Catherine Spooner’s recent study on the Gothic’s contemporary commodification, from the teens’ passion for esoteric tattoos to the recurrence of Gothic iconography in art, cinema and photography, allows for a reflection on the renewed convergence between the Gothic and globalised consumerist culture, devoted to the exploitation of this genre’s transgressions and excesses for commercial ends. In Catherine Spooner’s view, the Gothic emerges as “a perfect product, readily available and simply adapted to the needs and purposes of a wide variety of consumers” (‘Contemporary Gothic’ 156). However, recognising the consumerist facet of the Gothic does not provide an exhaustive answer to the reasons behind this cyclically recurring appeal. As Linda Hutcheon puts it, “the appeal of adaptation cannot simply be explained or explained away by economic gain” (‘A Theory of Adaptation’ 175).
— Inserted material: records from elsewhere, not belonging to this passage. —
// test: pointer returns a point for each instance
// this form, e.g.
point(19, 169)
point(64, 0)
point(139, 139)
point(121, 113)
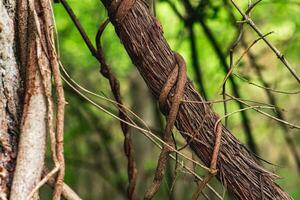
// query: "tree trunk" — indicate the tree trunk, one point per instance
point(24, 114)
point(10, 95)
point(143, 39)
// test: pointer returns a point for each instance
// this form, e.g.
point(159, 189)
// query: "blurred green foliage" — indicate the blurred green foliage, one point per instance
point(93, 140)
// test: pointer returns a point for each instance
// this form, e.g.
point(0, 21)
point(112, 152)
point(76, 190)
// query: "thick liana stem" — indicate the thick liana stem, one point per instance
point(143, 39)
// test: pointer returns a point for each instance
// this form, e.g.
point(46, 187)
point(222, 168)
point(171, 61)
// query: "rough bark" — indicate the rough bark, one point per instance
point(10, 90)
point(33, 127)
point(143, 39)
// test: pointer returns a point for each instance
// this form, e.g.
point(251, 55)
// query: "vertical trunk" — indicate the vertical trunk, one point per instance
point(23, 112)
point(10, 88)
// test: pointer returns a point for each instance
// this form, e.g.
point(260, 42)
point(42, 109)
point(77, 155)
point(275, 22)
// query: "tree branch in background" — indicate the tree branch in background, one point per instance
point(245, 118)
point(266, 86)
point(237, 170)
point(279, 55)
point(115, 88)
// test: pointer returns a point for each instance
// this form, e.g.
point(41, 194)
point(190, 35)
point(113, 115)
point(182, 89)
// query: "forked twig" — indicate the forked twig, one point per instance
point(279, 55)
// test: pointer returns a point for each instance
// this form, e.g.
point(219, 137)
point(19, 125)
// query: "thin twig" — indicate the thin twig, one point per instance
point(272, 47)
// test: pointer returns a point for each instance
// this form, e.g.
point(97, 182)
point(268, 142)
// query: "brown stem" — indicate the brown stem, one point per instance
point(149, 51)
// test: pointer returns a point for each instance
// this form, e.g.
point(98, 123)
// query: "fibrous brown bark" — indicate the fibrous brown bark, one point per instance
point(143, 39)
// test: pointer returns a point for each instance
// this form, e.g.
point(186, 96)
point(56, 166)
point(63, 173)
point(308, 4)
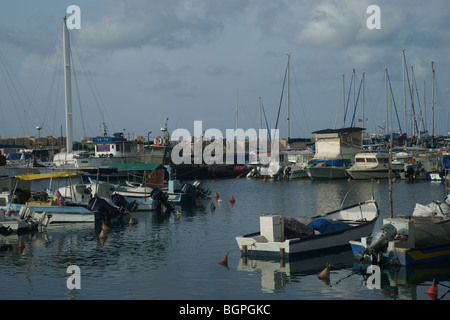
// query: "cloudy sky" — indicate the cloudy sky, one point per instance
point(138, 62)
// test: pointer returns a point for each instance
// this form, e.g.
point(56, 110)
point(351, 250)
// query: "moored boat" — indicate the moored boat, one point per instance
point(373, 165)
point(281, 237)
point(422, 237)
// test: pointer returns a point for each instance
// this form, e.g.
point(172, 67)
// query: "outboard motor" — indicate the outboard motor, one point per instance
point(380, 240)
point(121, 201)
point(106, 208)
point(409, 174)
point(162, 199)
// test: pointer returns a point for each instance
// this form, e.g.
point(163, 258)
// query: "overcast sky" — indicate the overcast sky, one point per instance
point(138, 62)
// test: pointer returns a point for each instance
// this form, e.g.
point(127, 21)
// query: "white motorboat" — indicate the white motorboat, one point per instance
point(281, 237)
point(373, 165)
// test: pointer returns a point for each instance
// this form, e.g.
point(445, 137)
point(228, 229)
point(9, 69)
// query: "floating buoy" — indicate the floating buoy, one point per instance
point(433, 290)
point(105, 227)
point(21, 244)
point(102, 235)
point(224, 260)
point(325, 274)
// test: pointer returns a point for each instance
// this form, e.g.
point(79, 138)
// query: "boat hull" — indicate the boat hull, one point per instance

In his reflections on mass culture gathered in ‘Mythologies’, Roland Gérard Barthes demonstrated back in 1957 that even the most ordinary mass media products such as advertisements, magazines, children’s toys, soap-powders are charged with deep layers of meaning and therefore deserve critical attention. As Gothic monsters threaten to swallow the contemporary pop-cultural world, it seems necessary to interpret this tendency and make sense of it, by looking back at what can be defined as a distinctly Gothic typology of popular consumption, that dates back to the mid-nineteenth-century.